La question se pose de savoir pourquoi il en est ainsi. Cela indique-t-il un manque de confiance dans les institutions locales ? Cela a-t-il quelque chose à voir avec la nécessité de se conformer aux systèmes de l’UE que les membres d’EUNIC connaîtraient très bien ? Est-ce fondé sur la méfiance à l’égard des systèmes locaux de décaissement mis au point par ces organisations dans le Sud ? Si c’est le cas, la tentative d’impliquer les organisations locales n’est-elle qu’un vœu pieux en faveur de la décentralisation des fonds ?
6. Dilemmes de l’évaluation : faire un rapport pour montrer le succès ou tirer des enseignements du processus (externe ou interne)

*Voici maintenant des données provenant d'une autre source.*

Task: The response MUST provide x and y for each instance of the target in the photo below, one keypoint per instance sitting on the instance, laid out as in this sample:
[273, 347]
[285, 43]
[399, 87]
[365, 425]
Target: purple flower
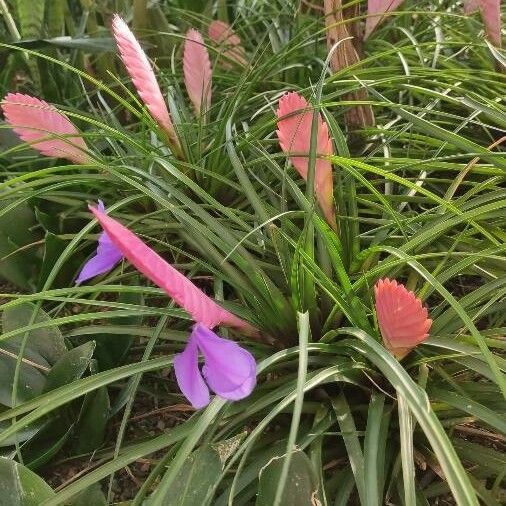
[229, 370]
[106, 257]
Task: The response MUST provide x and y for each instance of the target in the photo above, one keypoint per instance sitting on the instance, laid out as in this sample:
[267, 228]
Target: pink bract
[44, 127]
[402, 319]
[295, 119]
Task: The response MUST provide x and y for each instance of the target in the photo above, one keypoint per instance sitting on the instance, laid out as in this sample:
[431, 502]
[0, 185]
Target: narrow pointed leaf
[201, 307]
[376, 10]
[44, 127]
[143, 77]
[295, 120]
[197, 71]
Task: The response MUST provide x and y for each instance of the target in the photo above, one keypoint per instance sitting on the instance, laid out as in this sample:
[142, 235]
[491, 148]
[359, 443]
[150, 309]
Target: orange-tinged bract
[221, 33]
[47, 130]
[142, 75]
[197, 71]
[295, 119]
[376, 10]
[202, 308]
[402, 319]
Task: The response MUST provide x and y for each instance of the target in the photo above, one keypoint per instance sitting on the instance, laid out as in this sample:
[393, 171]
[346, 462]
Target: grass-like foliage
[347, 409]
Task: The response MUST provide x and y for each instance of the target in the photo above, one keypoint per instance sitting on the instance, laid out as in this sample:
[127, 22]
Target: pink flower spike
[491, 15]
[197, 71]
[201, 307]
[402, 319]
[143, 77]
[222, 34]
[295, 119]
[44, 127]
[106, 257]
[376, 10]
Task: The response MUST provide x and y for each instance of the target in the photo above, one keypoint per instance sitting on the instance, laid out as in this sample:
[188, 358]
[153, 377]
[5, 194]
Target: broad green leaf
[42, 350]
[21, 487]
[301, 483]
[70, 367]
[92, 425]
[48, 442]
[47, 343]
[92, 496]
[31, 17]
[15, 265]
[112, 348]
[196, 477]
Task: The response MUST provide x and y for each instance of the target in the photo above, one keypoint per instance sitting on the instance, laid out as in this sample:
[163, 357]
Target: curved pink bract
[402, 319]
[142, 75]
[197, 71]
[44, 127]
[491, 14]
[295, 119]
[223, 34]
[201, 307]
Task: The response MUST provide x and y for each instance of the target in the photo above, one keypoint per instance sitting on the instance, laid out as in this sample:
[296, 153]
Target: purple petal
[229, 370]
[106, 257]
[188, 376]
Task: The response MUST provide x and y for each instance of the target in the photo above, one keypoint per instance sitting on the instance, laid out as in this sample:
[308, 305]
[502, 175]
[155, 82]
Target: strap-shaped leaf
[44, 127]
[221, 33]
[491, 15]
[376, 10]
[201, 307]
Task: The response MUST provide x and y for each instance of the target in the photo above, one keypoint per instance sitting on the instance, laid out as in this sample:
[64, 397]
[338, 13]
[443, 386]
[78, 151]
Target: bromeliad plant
[309, 275]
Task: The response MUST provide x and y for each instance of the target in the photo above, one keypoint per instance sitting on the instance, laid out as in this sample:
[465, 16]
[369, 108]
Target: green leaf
[53, 248]
[195, 479]
[47, 342]
[70, 367]
[112, 348]
[47, 443]
[20, 486]
[42, 350]
[92, 423]
[301, 483]
[30, 16]
[92, 496]
[15, 266]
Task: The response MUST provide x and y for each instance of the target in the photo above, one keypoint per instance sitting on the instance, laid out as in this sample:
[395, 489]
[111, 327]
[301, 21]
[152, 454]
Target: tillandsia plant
[255, 315]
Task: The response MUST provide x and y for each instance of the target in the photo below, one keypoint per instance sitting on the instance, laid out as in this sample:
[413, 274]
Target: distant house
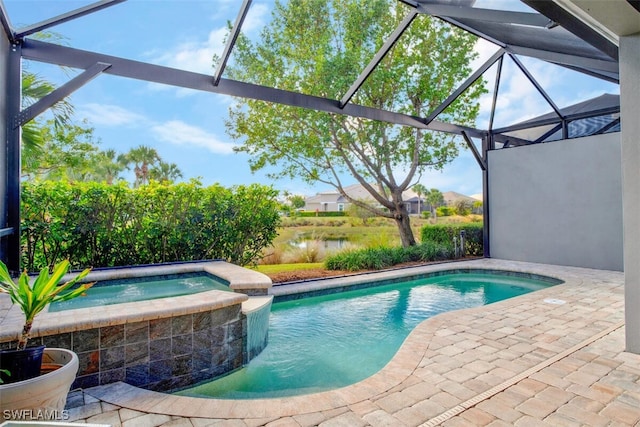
[332, 201]
[451, 198]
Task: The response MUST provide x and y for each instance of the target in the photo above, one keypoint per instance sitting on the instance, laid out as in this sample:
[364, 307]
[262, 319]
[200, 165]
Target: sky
[186, 127]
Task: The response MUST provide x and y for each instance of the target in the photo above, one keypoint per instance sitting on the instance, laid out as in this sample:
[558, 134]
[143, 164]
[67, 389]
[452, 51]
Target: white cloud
[109, 115]
[180, 133]
[197, 54]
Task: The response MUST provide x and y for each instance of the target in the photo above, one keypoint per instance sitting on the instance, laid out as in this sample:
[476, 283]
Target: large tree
[319, 47]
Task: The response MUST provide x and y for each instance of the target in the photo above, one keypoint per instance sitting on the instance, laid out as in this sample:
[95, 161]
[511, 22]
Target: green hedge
[443, 234]
[101, 225]
[384, 257]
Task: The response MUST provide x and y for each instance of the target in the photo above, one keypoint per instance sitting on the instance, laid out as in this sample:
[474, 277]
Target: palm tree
[34, 88]
[142, 158]
[420, 189]
[165, 172]
[108, 165]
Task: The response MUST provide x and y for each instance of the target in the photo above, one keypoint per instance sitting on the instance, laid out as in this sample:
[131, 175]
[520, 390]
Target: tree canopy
[319, 48]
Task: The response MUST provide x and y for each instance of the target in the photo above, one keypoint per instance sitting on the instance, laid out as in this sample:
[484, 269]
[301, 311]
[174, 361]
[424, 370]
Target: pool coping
[405, 363]
[49, 323]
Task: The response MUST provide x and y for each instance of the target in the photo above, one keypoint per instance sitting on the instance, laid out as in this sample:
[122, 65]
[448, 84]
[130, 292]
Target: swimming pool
[141, 289]
[330, 341]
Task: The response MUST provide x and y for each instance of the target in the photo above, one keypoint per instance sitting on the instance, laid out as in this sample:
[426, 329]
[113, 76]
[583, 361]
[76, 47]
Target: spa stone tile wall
[161, 354]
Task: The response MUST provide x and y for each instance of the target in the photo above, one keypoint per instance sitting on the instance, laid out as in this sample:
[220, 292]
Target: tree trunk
[404, 227]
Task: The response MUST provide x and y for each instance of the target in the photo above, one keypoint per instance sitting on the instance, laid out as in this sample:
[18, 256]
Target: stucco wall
[558, 203]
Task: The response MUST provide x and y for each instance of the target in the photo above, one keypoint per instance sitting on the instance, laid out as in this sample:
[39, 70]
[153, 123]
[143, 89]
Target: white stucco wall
[558, 203]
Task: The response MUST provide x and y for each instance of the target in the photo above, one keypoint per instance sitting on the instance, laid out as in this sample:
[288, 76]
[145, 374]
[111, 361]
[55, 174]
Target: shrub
[385, 257]
[99, 225]
[444, 234]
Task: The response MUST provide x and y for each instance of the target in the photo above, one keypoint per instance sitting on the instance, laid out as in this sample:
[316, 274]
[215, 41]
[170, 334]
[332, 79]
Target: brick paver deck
[554, 357]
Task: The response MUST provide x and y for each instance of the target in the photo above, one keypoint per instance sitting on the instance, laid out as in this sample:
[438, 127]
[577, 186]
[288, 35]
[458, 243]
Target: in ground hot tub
[162, 343]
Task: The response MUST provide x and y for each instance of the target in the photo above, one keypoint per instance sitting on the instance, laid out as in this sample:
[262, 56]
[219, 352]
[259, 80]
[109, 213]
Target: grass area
[378, 232]
[285, 268]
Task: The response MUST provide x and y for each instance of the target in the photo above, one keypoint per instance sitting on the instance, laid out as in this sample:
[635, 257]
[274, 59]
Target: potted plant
[24, 363]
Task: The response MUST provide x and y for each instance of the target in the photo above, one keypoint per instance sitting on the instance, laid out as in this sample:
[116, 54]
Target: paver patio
[554, 357]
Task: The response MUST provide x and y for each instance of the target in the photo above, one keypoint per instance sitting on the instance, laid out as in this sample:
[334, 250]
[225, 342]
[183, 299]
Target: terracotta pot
[47, 392]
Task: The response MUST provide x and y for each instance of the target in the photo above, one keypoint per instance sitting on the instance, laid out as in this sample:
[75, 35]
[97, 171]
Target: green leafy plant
[33, 298]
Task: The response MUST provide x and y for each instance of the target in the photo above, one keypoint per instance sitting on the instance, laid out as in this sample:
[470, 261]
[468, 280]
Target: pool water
[119, 291]
[325, 342]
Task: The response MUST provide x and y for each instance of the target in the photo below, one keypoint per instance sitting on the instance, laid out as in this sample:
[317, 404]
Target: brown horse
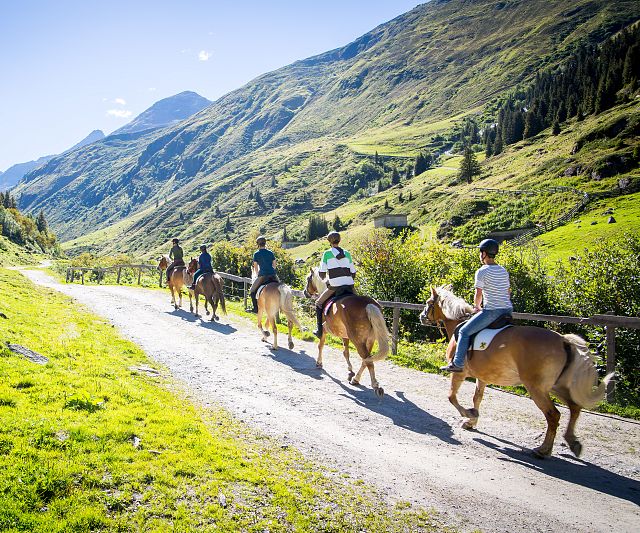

Une exigence peut-être évidente du développement de moyens de plus en plus performants de gestion des relations culturelles internationales est d’évaluer chaque programme pour apprendre comment faire mieux, où sont les points faibles et quels systèmes, processus ou initiatives sont nécessaires pour améliorer chaque engagement.
Cependant, trop souvent, l’objectif de l’évaluation revient à prouver au bailleur principal (généralement l’UE) que l’excellence a été atteinte et que tous les indicateurs de réussite ont été satisfaits. Dans ce scénario, les défis et les difficultés sont minimisés afin de mettre en évidence le succès et de garantir le prochain cycle de financement. Il est plus rare que les évaluations soient utilisées pour montrer comment le programme a réussi à susciter l’engagement attendu en matière de relations culturelles internationales, quels ont été les défis rencontrés, les leçons tirées et les initiatives prises pour remédier aux éventuels problèmes après les évaluations à mi-parcours ou même après les évaluations finales.
Ce qui est encore plus préoccupant, c’est que ces évaluations sont rarement destinées au public, de sorte que les universitaires, les chercheurs, les praticiens de la culture et les autres partenaires qui souhaitent s’engager dans les relations culturelles internationales sont en mesure d’apprendre non seulement les bonnes pratiques, mais aussi ce qu’il faut éviter, ce qu’il faut atténuer ou ce qui nécessite la mise en place de nouveaux systèmes.
Notes
¹ Basé sur “Not a Toolkit : fair collaboration in cultural relations – a reflAction” pour EUNIC. Texte rédigé par Cristina Farinha, Avril Joffe, Matina Magkou, Anna Steinkamp, Katelijn Verstraete et Sudebi Thakurata, avec D.epicentre comme partenaire de conception.